In Germany, the German Music Industry Association (BMVI) has taken decisive steps against various websites involved in streaming manipulation, pledging continued efforts against streaming fraud thereby supporting those who generate streams in an honest way. Dr. Florian Drücke, Chairman of the Board and CEO of BMVI, emphasises the importance of trust in digital offerings for both fans and the industry. Recent legal decisions underscore the industry's commitment to combat anti-competitive practices (source: musikindustrie.de). In Germany, record companies have achieved a victory against a streaming manipulation site. They successfully sued the operators of the site who are now now “legally prohibited from offering manipulation services in the future” (musicbusinessworldwide.com). This shows the seriousness of music industry companies and associations to persistently take action and ban fraudulent streaming acitivities. Frances Moore (IFPI) demands: “This is an issue that the whole music industry must continue to take action to prevent.”
What’s MusicHub’s standpoint and what do we do to avoid streaming fraud?
At MusicHub, we echo a strong stance against streaming manipulation. Our priority is the success of our members, and we urge all members to act responsibly, fairly, and honestly, ensuring that no one is adversely affected. We do everything in our power and employ serious measures, such as closely monitoring irregular behaviour, to prevent fraudulent activities on our platform and impose appropriate consequences on dishonest members. We advocate for honesty and fairness in the best interest of all our members.
To detect and counteract streaming fraud, MusicHub utilises a specialised tool to automatically analyse audio and video content. This tool checks the legality of music published through MusicHub. Speaking of music files being fraudulent in itself: One addition to the list of fraudulent activities is the upload of several tracks or even full albums that are not longer than one minute per track. With this trick fraudster often try to outsmart the system, as Spotify, for instance, only counts streams over 30 seconds. Again, we cannot tolerate such behaviour on our MusicHub platform, and also Spotify and other platforms are taking actions against this, potentially resulting for musicians in being banned and or even sued. Spotify, for instances, uses artificial streaming detection technology, and now also wants to hold labels and distributors accountable and charge them “per track when flagrant artificial streaming is detected on their content”(artists.spotify.com). Therefore, MusicHub is even more obliged to counteract streaming fraud.

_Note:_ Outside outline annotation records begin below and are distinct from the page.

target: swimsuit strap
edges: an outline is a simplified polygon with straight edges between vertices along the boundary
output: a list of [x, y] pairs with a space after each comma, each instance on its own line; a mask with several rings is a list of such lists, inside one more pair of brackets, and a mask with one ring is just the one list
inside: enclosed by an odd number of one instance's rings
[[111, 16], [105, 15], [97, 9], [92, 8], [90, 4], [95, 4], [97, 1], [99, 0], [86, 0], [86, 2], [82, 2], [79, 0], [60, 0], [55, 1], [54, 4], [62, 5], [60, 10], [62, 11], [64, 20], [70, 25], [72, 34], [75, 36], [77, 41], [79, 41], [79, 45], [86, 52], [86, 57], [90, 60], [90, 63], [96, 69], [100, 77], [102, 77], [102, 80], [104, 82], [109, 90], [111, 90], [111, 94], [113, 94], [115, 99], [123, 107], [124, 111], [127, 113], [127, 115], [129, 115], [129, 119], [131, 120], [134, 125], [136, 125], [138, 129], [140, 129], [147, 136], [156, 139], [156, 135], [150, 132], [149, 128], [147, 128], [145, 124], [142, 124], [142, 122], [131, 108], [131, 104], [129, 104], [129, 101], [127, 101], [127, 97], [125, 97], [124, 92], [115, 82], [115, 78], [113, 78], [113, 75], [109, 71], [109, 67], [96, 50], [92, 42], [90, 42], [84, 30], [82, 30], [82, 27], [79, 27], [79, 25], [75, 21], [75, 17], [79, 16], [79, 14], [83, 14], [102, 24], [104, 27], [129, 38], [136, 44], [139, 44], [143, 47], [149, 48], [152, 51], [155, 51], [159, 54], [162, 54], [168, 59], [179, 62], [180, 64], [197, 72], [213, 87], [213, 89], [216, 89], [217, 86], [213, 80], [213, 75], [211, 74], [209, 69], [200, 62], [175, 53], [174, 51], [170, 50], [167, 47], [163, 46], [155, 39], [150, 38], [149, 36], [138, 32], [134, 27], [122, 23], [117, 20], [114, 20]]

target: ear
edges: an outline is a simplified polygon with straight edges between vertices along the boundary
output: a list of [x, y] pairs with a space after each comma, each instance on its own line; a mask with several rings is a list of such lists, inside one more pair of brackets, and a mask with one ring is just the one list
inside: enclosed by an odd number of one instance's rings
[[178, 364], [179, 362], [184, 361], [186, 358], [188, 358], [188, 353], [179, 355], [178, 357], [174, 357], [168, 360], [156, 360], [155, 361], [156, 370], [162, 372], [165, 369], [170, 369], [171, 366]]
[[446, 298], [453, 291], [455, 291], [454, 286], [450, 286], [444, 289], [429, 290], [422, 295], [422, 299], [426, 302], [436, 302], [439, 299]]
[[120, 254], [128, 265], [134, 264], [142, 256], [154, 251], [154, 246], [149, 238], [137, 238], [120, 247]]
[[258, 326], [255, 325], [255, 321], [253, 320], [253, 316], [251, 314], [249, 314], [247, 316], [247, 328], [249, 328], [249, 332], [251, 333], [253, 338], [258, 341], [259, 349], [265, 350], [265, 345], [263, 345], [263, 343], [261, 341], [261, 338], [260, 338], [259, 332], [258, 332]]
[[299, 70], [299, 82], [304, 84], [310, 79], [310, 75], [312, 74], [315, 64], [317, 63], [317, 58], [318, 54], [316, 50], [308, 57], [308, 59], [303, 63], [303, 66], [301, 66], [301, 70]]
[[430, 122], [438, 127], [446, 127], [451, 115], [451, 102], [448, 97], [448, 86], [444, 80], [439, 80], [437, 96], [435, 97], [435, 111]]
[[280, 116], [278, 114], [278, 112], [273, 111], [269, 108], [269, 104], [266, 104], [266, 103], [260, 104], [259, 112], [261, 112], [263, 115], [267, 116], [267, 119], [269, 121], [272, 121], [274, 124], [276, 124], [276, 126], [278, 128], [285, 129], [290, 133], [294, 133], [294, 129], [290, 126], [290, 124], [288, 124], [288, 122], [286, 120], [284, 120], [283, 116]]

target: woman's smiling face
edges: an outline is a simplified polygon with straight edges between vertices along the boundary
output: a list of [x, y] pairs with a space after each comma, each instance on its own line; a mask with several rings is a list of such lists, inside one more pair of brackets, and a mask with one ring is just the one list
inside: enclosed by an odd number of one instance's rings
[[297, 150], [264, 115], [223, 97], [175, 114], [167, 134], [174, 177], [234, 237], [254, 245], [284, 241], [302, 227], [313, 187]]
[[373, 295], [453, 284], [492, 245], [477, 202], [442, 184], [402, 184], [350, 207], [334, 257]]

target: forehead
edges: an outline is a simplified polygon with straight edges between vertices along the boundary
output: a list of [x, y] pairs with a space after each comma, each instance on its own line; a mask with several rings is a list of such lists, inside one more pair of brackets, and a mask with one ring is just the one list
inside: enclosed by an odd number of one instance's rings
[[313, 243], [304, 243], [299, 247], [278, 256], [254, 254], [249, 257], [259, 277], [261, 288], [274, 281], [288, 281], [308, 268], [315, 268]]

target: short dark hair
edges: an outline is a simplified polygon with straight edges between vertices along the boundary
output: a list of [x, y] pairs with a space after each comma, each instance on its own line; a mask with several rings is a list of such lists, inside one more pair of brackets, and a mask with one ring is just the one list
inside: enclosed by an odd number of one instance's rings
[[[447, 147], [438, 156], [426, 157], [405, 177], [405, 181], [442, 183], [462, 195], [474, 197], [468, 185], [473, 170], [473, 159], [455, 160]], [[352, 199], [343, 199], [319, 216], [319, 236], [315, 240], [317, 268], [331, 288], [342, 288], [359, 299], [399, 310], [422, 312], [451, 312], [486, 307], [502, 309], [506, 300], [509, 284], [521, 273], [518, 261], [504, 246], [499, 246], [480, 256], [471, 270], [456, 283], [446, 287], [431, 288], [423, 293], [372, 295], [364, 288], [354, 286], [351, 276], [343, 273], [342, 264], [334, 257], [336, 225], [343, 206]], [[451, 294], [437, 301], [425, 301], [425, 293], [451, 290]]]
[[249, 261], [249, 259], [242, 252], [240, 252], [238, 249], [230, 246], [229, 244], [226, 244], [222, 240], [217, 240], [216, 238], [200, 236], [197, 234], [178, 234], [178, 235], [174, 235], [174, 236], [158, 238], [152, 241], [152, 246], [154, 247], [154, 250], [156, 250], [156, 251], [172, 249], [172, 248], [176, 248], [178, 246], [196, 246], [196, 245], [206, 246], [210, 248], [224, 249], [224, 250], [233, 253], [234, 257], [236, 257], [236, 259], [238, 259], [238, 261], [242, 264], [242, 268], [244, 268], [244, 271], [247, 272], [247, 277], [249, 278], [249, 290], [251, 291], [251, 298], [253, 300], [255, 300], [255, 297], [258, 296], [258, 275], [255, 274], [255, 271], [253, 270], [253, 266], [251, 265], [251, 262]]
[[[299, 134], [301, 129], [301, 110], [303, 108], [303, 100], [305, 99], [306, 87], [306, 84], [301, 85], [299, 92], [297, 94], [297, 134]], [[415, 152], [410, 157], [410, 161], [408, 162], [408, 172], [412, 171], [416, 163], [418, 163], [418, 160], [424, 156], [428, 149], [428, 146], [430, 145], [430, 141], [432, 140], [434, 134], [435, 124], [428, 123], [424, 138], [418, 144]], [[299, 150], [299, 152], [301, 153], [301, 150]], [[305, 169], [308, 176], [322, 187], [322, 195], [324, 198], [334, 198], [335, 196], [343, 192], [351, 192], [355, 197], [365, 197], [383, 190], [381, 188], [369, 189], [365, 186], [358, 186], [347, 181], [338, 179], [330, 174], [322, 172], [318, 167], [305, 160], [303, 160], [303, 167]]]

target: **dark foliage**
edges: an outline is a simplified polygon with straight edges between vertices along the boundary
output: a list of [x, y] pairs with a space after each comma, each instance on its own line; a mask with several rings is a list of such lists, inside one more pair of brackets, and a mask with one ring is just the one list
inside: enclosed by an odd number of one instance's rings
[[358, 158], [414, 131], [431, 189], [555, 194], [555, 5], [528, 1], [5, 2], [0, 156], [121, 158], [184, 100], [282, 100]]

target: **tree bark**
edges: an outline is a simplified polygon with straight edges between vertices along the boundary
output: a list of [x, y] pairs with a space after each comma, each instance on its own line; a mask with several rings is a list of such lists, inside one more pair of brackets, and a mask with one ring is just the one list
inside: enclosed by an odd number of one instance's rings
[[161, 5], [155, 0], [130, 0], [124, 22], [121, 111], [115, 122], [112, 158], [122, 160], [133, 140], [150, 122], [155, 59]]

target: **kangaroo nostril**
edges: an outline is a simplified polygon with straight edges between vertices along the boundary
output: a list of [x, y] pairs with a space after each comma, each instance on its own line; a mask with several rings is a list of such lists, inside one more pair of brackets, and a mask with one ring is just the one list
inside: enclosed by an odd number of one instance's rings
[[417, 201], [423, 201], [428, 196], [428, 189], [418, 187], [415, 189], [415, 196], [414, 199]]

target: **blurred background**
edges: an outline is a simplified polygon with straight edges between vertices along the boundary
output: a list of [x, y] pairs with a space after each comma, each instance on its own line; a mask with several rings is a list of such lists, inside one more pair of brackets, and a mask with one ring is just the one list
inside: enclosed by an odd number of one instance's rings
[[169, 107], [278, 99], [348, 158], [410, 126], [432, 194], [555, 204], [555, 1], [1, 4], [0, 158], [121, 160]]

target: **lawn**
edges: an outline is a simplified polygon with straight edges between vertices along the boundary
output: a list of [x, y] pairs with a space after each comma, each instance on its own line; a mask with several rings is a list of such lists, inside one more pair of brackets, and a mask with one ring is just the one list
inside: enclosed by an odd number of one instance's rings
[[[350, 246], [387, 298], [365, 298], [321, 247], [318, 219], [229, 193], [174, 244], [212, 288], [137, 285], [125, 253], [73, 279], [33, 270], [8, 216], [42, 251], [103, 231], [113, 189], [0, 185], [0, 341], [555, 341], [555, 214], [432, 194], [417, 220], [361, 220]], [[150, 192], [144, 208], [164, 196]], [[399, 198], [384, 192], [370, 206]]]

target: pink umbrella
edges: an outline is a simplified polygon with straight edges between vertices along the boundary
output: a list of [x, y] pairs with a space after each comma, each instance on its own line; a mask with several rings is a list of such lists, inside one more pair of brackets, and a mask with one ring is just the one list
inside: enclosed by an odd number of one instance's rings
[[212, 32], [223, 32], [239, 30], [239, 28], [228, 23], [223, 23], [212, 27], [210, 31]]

How can you protect yourself against streaming fraud?
To ensure that your activities around your music release do not constitute streaming fraud, carefully assess whether they artificially inflate streaming numbers. It's crucial to note one more time that streaming fraud includes actions where fans are encouraged to manipulate the system as well.
Streaming fraud may also occur inadvertently and unknowingly, with artists falling victim to dubious marketing companies that use bots to manipulate streaming numbers. We strongly advise our members to carefully scrutinise offers from such companies to determine their legality and avoid potential negative consequences. If an offer appears dodgy at first sight, it mostly is. Two things that should definitely ring your alarm bells are: promises/guarantees of a certain amount of streams that you can buy, and even more so, promises of enormous numbers of streams such as 100,000 streams. To learn more on how to find the right, legit playlist promoters, check out this article.
Navigating the digital landscape can be challenging, but we at MusicHub are committed to helping you make informed decisions for success on streaming platforms. Eventually, organic and sustainable growth and the support and love of real fans always wins.
Thank you for choosing honesty and fairness.